While heated debates continued, the Assam government transferred the investigation on the communal riot to the Central Bureau of Investigation after it failed to make much progress in the probe.
Many members of the ruling Congress party demanded the resignation of Assam chief minister Tarun Gogoi for failing to control the riots and call in the Indian Army on time.
In defense Gogoi shifted the blame on the Union Home Ministry, blaming it for delaying his request for army intervention and causing violence to escalate.
Analysts here noted, however, that the real reason behind the clashes is the fight for land.
Clashes between Bodo tribesmen and Muslim settlers have not been something new, with the first recorded one in 1952, followed in 1993 and 1994 and the most recent clash in 2008. There have been also inter-tribal clashes between the Bodos and Santhals. 1998 saw widespread clashes, with the Santhals at the receiving end. Thousands of Santhals had to flee their homes and took refuge in relief camps.

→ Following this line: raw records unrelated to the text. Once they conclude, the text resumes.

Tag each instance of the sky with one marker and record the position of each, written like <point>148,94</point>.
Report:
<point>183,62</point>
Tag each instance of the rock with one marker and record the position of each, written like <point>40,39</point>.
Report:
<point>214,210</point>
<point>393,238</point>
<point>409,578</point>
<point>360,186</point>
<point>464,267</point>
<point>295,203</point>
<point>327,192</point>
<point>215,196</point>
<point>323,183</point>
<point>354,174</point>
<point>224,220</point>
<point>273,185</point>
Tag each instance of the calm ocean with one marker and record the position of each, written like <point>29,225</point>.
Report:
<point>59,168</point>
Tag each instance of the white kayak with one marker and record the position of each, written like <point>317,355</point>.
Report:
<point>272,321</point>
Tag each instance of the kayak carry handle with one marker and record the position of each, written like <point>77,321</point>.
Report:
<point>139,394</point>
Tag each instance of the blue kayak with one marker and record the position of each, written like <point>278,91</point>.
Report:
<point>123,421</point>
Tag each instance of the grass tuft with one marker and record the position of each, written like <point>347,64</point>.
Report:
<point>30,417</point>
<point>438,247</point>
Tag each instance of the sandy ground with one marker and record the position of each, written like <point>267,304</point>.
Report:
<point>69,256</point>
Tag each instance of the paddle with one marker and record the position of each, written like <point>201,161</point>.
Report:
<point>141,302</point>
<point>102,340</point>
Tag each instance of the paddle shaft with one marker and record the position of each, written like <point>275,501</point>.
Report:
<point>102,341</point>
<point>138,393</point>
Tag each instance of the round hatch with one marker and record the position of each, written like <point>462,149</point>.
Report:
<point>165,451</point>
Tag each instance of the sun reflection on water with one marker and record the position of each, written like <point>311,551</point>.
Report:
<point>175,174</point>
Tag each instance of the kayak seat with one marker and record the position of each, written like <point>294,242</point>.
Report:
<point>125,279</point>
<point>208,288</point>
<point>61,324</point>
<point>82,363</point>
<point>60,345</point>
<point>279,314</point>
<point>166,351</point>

The land-hungry Bengali Muslims tried to grab land by encroaching on reserve forests and wildlife sanctuaries. When the Bodos tried to stop and dislodge them, clashes seemed inevitable. In fact, although the Bodos do not want non-Bodos to live in their territory, they have come to accept the reality.
There is a widespread misconception outside Assam that the Bengali Muslims are all Bangladeshis and therefore illegal migrants. The forefathers of these Muslims migrated from East Bengal, East Pakistan and later from Bangladesh and settled in Assam. They are all Indian citizens.

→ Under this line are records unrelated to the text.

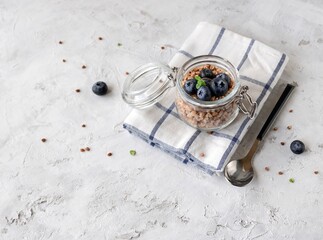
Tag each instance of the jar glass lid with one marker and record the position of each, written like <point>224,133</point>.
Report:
<point>147,84</point>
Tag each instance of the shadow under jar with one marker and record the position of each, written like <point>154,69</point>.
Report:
<point>149,83</point>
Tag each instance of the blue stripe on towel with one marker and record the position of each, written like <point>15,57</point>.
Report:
<point>244,58</point>
<point>175,114</point>
<point>254,81</point>
<point>191,140</point>
<point>160,121</point>
<point>186,53</point>
<point>177,153</point>
<point>243,125</point>
<point>217,41</point>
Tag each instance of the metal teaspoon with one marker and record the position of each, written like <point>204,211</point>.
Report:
<point>240,172</point>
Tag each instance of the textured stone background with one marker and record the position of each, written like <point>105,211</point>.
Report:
<point>53,191</point>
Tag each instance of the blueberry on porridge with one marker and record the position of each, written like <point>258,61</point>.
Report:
<point>210,84</point>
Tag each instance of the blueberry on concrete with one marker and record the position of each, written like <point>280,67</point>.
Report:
<point>100,88</point>
<point>204,93</point>
<point>297,147</point>
<point>190,86</point>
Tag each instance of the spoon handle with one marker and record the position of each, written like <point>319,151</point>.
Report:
<point>274,113</point>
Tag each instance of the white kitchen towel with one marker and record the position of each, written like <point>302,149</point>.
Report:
<point>260,67</point>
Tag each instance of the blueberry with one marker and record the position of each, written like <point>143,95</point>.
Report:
<point>204,93</point>
<point>100,88</point>
<point>224,76</point>
<point>190,86</point>
<point>211,85</point>
<point>297,147</point>
<point>220,87</point>
<point>206,73</point>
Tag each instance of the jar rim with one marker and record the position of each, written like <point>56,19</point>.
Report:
<point>218,62</point>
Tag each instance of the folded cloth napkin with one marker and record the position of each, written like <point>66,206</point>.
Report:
<point>259,66</point>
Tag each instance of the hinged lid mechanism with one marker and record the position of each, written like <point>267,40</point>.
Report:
<point>147,85</point>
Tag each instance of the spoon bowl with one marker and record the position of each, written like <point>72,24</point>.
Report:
<point>240,172</point>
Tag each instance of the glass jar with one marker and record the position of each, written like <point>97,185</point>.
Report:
<point>149,83</point>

Under the Indo-Bangladesh Agreement, all people who entered Assam from Bangladesh after March 25, 1971 when Bangladesh declared independence will be treated as illegal immigrants and deported.
The migration of Muslim farmers from the then East Bengal started in the late 19th century when British rulers encouraged them to come and settle in Assam, a sparsely- populated province with vast stretches of fertile farmland. The hard-working Muslim farmers grew plenty of paddy and other crops and they met with no hostility from the local people in the early years.
Things started to change from the 1930s. The indigenous population growth has led to greater demand for land, and the indigenous Assamese feared that if the Muslim inflow from East Bengal continues unchecked, the new settlers would some day outnumber the indigenous population. Besides, the Bodo tribesmen also resented the presence of the former migrants.
Given the complicated nature of the clashes, which involves a host of demographic, ethnic, and religious factors, security forces alone can never be an option to ensure permanent peace. Unless the different communities that have lived in the area for ages come to realize that they can never "cleanse" the area of others, but have to live side by side in peacet. People with vision from all communities have to sit together, sort out all outstanding problems and start a peace process.